WASHINGTON, D.C. - The government reopened it's doors Thursday after a battle-weary Congress approved a bipartisan measure Wednesday that ended a 16-day partial shutdown and avoided the possibility of a federal default.
President Barack Obama signed the measure early Thursday morning and ended a brawl with Republicans who tried to use the must-pass legislation to mount a last-ditch effort that would derail Obama's landmark health care law and demand concessions on the budget.
The impasse shuttered National Parks and closed down NASA and the Environmental Protection Agency. Critical government functions went on as usual, but the closure and potential default weight on the economy and spooked financial markets. Standard and Poors estimated the shutdown took $24 billion out of the economy.

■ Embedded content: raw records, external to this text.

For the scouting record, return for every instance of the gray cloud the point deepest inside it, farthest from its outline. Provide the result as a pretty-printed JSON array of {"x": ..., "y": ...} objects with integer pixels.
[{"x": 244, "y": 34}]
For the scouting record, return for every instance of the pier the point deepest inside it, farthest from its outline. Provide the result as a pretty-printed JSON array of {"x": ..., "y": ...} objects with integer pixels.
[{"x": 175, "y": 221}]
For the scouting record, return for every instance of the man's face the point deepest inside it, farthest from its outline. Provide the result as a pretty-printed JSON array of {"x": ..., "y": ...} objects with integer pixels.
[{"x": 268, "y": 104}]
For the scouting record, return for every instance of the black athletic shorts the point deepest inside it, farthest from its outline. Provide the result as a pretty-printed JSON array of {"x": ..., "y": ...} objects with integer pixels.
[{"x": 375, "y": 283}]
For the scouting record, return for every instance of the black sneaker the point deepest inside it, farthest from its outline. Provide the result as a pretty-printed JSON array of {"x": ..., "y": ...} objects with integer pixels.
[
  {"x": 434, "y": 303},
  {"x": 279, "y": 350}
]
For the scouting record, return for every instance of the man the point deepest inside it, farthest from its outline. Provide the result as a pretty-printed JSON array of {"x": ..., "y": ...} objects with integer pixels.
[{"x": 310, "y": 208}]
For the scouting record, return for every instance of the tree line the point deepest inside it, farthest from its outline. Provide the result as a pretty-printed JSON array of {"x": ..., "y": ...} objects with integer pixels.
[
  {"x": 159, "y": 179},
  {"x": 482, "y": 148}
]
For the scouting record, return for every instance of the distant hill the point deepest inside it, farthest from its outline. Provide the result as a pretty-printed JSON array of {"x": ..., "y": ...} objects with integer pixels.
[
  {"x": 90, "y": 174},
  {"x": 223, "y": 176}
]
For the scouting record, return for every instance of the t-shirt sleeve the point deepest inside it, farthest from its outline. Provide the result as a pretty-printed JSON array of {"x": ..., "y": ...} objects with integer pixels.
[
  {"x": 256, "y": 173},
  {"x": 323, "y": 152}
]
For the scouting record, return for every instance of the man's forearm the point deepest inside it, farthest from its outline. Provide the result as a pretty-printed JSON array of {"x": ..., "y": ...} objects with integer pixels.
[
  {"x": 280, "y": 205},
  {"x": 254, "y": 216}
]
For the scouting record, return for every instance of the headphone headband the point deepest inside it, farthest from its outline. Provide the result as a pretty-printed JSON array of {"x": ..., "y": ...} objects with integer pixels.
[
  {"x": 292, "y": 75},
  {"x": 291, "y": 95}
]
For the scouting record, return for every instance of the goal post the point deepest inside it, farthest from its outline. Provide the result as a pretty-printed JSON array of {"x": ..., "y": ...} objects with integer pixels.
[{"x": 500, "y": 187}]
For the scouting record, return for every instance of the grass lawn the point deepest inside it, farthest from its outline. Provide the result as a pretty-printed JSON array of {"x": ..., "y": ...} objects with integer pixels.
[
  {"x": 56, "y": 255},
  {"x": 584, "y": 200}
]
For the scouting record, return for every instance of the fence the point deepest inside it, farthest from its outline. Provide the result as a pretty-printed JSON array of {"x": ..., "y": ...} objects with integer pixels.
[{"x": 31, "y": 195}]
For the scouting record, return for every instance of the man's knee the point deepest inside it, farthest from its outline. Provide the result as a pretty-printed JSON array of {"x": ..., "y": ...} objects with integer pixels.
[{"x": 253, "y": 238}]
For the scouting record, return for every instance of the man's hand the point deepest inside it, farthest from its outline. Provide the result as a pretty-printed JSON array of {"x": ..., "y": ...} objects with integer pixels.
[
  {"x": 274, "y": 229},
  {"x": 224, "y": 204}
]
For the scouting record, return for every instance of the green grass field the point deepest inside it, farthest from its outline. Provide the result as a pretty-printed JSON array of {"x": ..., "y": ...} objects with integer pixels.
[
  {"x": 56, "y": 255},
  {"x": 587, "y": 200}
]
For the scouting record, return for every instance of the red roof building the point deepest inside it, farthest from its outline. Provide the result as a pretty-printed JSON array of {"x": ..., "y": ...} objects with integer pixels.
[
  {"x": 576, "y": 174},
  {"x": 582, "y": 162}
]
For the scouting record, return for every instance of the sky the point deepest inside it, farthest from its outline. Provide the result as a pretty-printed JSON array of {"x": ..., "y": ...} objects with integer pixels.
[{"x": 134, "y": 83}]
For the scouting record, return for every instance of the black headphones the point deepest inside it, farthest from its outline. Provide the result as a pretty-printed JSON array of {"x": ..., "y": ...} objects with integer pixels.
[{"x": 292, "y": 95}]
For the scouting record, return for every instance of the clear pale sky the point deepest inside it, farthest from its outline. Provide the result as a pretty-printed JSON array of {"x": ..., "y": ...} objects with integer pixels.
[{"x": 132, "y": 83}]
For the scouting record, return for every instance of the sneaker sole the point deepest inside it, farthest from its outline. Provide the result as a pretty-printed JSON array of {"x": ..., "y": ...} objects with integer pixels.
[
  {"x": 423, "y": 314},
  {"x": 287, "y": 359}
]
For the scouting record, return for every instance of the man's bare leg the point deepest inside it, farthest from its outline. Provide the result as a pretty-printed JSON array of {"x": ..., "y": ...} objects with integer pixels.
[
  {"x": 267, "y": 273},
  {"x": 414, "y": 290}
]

"Our nation can breathe a collective sigh of relief," said Rep. Nick Rahall, "However temporary it may be, we should hope and pray that cooler heads will prevail before we must revisit these issues early next year."
"I would love to see us have a target date for a balanced budget amendment, that would be something I think we can work toward and don't have these artificial crisis every three, six, or nine months. If we're moving the right direction and year out we're going to have a balanced budget because we're going, then we shouldn't have to have these pre-fab crisis," said Sen. Joe Manchin.
The measure Obama signed restored government funding though January 15 and extended the borrowing authority through February 7.